Hem söylenenleri hem de kendi kişisel deneyimlerimi dikkate aldığımda, aklıma yıllar önce ABD’de tanıştığım bir Uygur Türk’ünün anlattığı olay geldi. Yıllarca Nazi subaylarının zorunlu ikamete tabi tutulduğu bir birimde görev yapmış bu güngörmüş Türk kocası, kişisel olarak hiç sevmediği halde, subayların en çok, esir olmalarına, her şeyi kaybetmelerine karşın yaşam alışkanlıklarından, düzen ve temizliklerinden ödün vermeyen mağrur tavırlarına hayrandı. Bir gün çay sefası eşliğinde anılarını anlatırken kendisine sordum: “Hiç kişisel düşüncelerini ögrenebildiniz mi?” Bana, “Belki inanmayacaksın ama kendi aralarında bile yalnızca zorunlu hallerde konuşurlardı ve günlük dilin gerektirdiği sözcükleri kullanırlardı?” dedi. “Yazık! Hitler hakkında ne düşünüyorlardı? Bunu bilmek isterdim.” deyince, şöyle yanıt verdi: Uzun yıllar çalışınca, bir de Türk olduğumu öğrenince bana daha farklı davranmaya başladılar. Ben de bir gün bu samimiyetten yararlanarak, ilişkimizin iyi olduğu birine sordum: “Hitler’i seviyor musun?” Yanıtı şaşırtıcı idi: “Nefret ediyorum.” Neden, diye sordum. “Çünkü başaramadı.”

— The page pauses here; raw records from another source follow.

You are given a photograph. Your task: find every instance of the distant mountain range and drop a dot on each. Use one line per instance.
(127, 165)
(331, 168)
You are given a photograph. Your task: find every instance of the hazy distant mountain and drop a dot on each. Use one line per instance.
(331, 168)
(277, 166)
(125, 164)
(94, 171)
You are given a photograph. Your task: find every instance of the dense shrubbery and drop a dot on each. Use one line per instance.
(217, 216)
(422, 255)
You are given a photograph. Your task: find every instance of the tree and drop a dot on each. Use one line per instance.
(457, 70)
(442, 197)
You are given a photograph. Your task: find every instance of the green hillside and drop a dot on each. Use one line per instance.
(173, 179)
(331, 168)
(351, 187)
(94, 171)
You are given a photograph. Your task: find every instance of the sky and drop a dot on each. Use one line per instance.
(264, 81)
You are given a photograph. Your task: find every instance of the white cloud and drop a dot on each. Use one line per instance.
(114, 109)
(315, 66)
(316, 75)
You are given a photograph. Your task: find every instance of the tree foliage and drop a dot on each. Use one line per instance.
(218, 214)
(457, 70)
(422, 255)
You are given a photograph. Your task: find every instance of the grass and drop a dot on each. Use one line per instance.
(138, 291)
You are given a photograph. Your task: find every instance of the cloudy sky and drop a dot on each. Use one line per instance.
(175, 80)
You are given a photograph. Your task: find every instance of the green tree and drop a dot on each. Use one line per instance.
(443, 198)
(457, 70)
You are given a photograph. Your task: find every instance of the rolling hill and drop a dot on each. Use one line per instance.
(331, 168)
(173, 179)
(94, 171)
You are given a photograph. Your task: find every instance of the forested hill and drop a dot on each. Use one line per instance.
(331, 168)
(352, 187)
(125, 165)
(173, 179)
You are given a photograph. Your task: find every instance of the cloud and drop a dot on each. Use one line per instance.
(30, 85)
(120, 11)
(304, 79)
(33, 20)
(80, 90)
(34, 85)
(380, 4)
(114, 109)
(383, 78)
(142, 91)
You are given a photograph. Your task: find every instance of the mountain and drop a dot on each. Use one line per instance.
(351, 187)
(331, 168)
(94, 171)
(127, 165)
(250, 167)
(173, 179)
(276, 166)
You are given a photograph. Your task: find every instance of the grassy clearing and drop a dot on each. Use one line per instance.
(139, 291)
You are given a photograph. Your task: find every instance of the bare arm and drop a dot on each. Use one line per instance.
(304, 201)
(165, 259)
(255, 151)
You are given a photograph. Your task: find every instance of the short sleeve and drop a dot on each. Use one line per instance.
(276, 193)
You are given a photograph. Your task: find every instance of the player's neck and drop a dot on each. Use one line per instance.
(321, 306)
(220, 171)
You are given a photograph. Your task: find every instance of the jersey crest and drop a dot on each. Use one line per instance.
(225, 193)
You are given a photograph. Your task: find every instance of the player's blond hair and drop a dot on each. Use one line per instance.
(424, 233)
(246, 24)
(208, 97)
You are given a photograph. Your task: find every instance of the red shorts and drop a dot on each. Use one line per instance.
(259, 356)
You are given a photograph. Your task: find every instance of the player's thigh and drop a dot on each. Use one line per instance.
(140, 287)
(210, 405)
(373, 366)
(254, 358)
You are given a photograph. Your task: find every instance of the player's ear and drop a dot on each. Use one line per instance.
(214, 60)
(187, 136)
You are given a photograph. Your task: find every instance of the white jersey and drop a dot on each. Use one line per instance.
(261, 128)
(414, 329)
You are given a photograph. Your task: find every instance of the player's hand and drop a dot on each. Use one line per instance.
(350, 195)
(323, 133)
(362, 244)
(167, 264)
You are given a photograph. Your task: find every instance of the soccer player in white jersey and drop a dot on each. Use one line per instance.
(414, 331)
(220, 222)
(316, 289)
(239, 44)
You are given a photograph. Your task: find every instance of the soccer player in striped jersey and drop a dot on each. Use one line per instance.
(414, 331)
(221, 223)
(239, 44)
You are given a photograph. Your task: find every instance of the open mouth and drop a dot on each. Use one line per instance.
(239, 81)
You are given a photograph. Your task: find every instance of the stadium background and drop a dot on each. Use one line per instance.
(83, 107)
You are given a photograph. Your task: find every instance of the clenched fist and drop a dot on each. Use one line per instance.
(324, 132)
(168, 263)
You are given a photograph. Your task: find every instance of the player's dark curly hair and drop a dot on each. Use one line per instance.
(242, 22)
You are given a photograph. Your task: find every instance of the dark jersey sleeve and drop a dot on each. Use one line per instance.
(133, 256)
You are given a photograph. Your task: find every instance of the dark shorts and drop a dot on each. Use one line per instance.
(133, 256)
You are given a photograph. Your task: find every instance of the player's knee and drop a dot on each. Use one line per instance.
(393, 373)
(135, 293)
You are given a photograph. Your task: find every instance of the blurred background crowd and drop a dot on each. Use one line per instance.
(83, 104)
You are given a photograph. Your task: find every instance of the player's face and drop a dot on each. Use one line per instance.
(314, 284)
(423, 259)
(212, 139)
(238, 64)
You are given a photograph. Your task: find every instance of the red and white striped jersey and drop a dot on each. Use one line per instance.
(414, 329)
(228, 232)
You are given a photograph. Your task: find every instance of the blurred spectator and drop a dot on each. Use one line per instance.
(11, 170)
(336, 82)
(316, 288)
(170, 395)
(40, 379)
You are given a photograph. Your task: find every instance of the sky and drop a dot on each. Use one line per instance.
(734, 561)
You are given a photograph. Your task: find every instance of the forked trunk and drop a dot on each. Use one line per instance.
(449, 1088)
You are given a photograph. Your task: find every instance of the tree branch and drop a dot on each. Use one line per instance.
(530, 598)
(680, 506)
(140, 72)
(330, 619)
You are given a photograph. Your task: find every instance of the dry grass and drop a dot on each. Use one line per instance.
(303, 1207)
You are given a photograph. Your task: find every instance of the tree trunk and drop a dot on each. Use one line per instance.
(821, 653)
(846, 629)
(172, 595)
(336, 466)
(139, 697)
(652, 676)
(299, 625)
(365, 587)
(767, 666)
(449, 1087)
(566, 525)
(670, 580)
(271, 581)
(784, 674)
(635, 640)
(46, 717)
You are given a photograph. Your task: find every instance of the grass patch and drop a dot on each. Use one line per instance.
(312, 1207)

Başarısını yalnızca inandığı, uğruna her şeyini göze alabileceği değerlerine bağlayan bir kişi, başarılı olduğu sürece, değerlerini kutsar, onlara sımsıkı tutunur; başarısız olunca da ilk olarak değerlerinden nefret eder; onları küçümsemeye başlar. Maddî ve manevî değişkenleri değerlendirmeyen, kurucu ya da yıkıcı yerlerini belirleyemeyen, her şeyi mensup bulunduğu değerlere yükleyen, maddî ve manevî koşullar el verdiği sürece başarılı olan bir kişi, ibre aleyhine döndüğü zaman da koşullara bakmaksızın sorumlu olarak yine en genel anlamıyla değerlerini ilan edecek, zamanla onlara bağlılığı gevşeyecek, azalacak, küçümseyecek, tahkir etmeye başlayacak, bir süre sonra da tüm günahı onlara yükleyip nefret edecektir. XVI. ve XVII. yüzyıllarda Osmanlı coğrafyasını ziyaret eden Avrupalı seyyahlar, başta elitler olmak üzere, Müslüman halkın Osmanlı başarılarını dinî değerlere nasıl indirgediklerini anlatırlar. Nitekim çok erken bir dönemde Mehmed Birgivî örneginde görüldüğü, ileri tarihlerde de sıkça müşahede edildiği üzere, çözülmeler, başarısızlıklar da yine özellikle dinî değerlere yüklenilmeye başlanmıştır. Denilebilir ki, başarılı olduğu sürece kutsanan değerlerden başarısızlık döneminde nefret edilmiştir. Yakın dönem tarihimiz bu tavrın örnekleriyle doludur.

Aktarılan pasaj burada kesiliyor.